Colocar dois núcleos opostos em uma aventura com um interesse em comum é um clássico das narrativas. Ainda assim, é possível inovar dentro desse formato e essa é a tentativa feita por Undead Unluck, anime inspirado no mangá de Yoshifumi Tozuka. A produção chega ao Brasil este mês no Star+ e, à convite da Disney, tivemos a oportunidade de ler o primeiro volume da publicação durante a CCXP23, assim como ver o primeiro episódio do anime. Mas o resultado é um tanto estranho.
[O texto abaixo pode ter gatilhos de temas sensíveis]
Na trama, o mundo tem os chamados “Negadores”. Tais pessoas são capazes de, inexplicavelmente, negar alguma característica específica, que é muito comum a todos. No caso de Undead Unluck, os protagonistas são um homem que nega a morte (o “Undead”) e uma garota que nega a sorte (a “Unluck”). E, logo no começo, a trama deixa claro que nenhum dos dois está feliz com seus “poderes”.
Andy, o morto-vivo/Undead, deseja desesperadamente morrer, já que está cansado de ficar nesta existência. Já Fuuko Izumo, a jovem Unluck, começa a história tentando tirar a própria vida, já que convive diariamente com o fato de acabar com a sorte das pessoas que tocam sua pele.
Tanto o anime quanto o mangá estabelecem que essa “falta de sorte” de Fuuko muitas vezes resulta em incidentes mortais, que acontecem justamente com as pessoas que ela mais ama.
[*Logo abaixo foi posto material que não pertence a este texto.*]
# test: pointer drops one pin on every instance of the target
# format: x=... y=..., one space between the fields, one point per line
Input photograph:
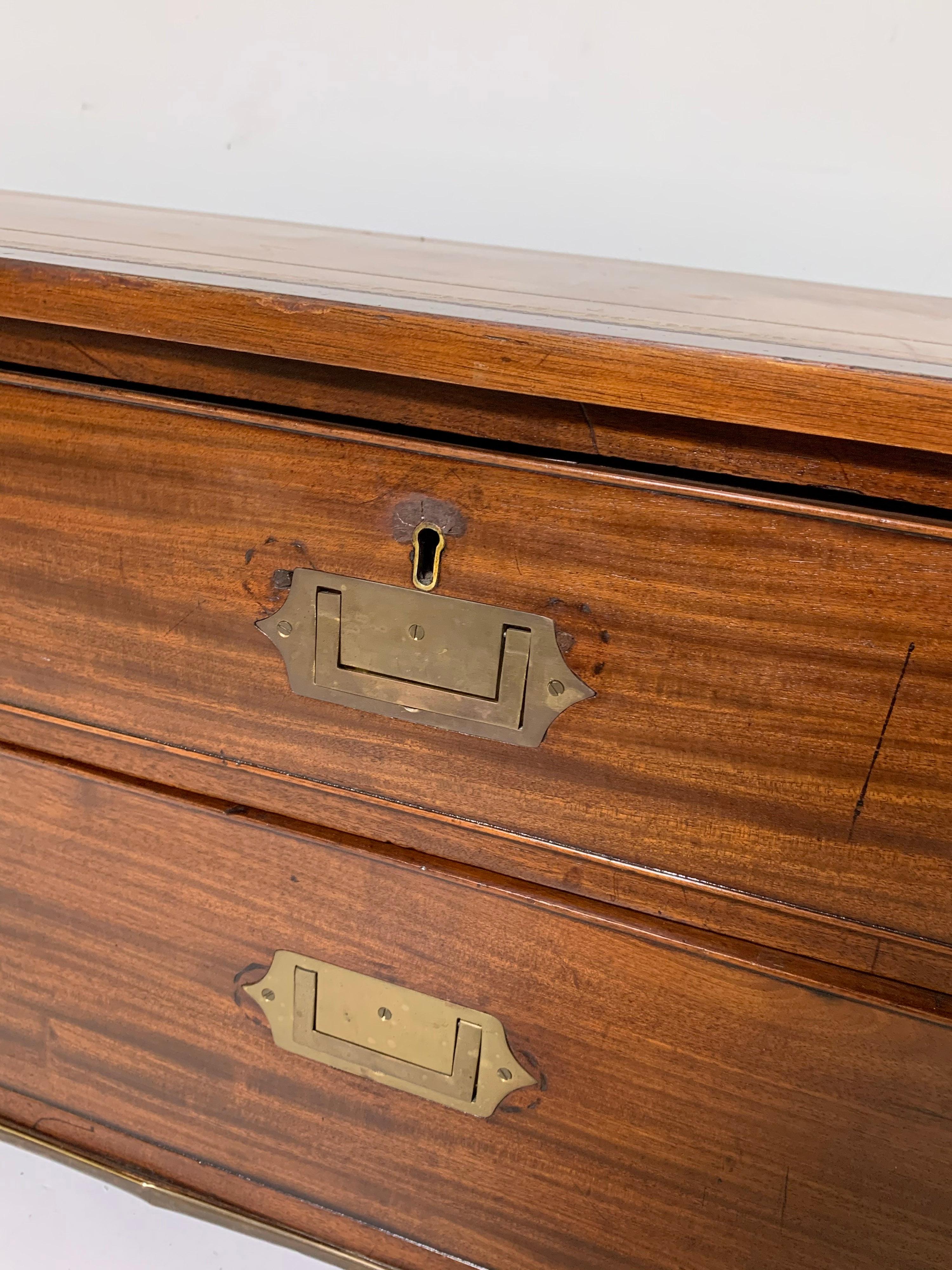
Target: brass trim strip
x=162 y=1196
Se sentindo culpada por ser quem é, a garota tenta se matar — mas é impedida por Andy.
A união entre os dois personagens se dá porque o homem enxerga nela a oportunidade de ter a “morte perfeita”. Afinal, se Fuuko pode tirar a sorte de qualquer pessoa, quem melhor do que ela para, finalmente, acabar com essa angústia? É aqui que as coisas começam a ficar estranhas.
[Spoilers leves do anime abaixo]
Totalmente sem sorte
Até este momento, toda a premissa de Undead Unluck parece, ao menos, interessante. Afinal, estamos falando de pessoas com habilidades fantásticas e de uma decisão que possui diversas camadas de importância. O problema é como a história de Yoshifumi Tozuka escolhe abordar tudo isso.
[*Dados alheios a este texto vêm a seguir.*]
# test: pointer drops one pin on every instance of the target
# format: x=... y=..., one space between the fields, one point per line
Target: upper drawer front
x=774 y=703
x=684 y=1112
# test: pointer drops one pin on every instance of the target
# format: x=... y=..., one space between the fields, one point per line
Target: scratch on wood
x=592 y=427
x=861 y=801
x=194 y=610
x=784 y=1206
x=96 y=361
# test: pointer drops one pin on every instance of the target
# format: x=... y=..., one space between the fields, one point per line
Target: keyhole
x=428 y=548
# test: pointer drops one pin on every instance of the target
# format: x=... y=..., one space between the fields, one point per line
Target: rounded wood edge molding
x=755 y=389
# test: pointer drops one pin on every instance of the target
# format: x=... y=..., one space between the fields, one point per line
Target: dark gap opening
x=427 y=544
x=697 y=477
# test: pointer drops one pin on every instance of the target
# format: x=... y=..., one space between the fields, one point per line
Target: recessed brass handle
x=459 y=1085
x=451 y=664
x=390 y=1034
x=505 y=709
Andy parece o tipo de protagonista criado para gerar empatia nas pessoas, mas tudo isso é feito de forma forçada – pelo menos no começo da trama. Todas as cenas com o personagem mostram ele sorrindo e sem se importar com nada. A ideia, parece, é fazer o público ter uma ligação com tal desprendimento, fruto de tantos anos de experiência na Terra. Mas tudo é feito de forma tão exagerada e brusca, que fica difícil sentir qualquer consideração pelo personagem, ou ao menos entender seu lado da história.
Esse exagero se reflete também em como Andy se relaciona com Fuuko. Desesperado para morrer e, novamente, sem se importar com nada ao redor, ele força a garota a situações estranhas — como no momento em que decide abraçar a jovem por baixo das roupas, para ter o maior contato possível com a pele dela e, por consequência, o maior azar de todos. A ideia, neste caso, parece ser gerar uma cena cômica (?), que evidencie o quão maluco o Undead pode ser. Porém, a única reação possível é um grande momento de estranheza.
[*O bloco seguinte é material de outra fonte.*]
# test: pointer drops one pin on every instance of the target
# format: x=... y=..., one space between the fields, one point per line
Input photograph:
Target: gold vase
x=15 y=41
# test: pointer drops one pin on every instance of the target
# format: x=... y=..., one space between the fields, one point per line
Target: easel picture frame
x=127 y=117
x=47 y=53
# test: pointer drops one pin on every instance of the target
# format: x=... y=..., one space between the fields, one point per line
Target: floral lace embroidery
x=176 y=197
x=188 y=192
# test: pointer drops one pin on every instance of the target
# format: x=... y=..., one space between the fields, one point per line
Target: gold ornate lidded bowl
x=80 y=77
Ao longo do primeiro episódio, Undead Unluck também apresenta uma organização que persegue os tais Negadores, por considerá-los um perigo para a humanidade. Andy, inclusive, é classificado como um sujeito de alta periculosidade — por não morrer e estar num momento um tanto anárquico da vida. Essa ameaça muda a relação entre o protagonista e Fuuko, já que ela tem medo de ser capturada e acaba enxergando no rapaz imortal uma espécie de protetor. Ainda assim, a garota precisa mentir para que ele pare de agarrá-la em busca do azar e os dois possam ter uma relação minimamente funcional.
É com essa premissa que Undead Unluck termina o primeiro episódio, brincando com a dualidade entre um homem que já viveu (literalmente) todas as fases da vida, e uma garota ingênua, que tem medo até de si mesma. Infelizmente, o sentimento é que uma trama que poderia ser interessante é desperdiçada por momentos esquisitos, que falham até mesmo em divertir o espectador.
O anime está disponível no Star+, enquanto o mangá é publicado no Brasil pela Panini.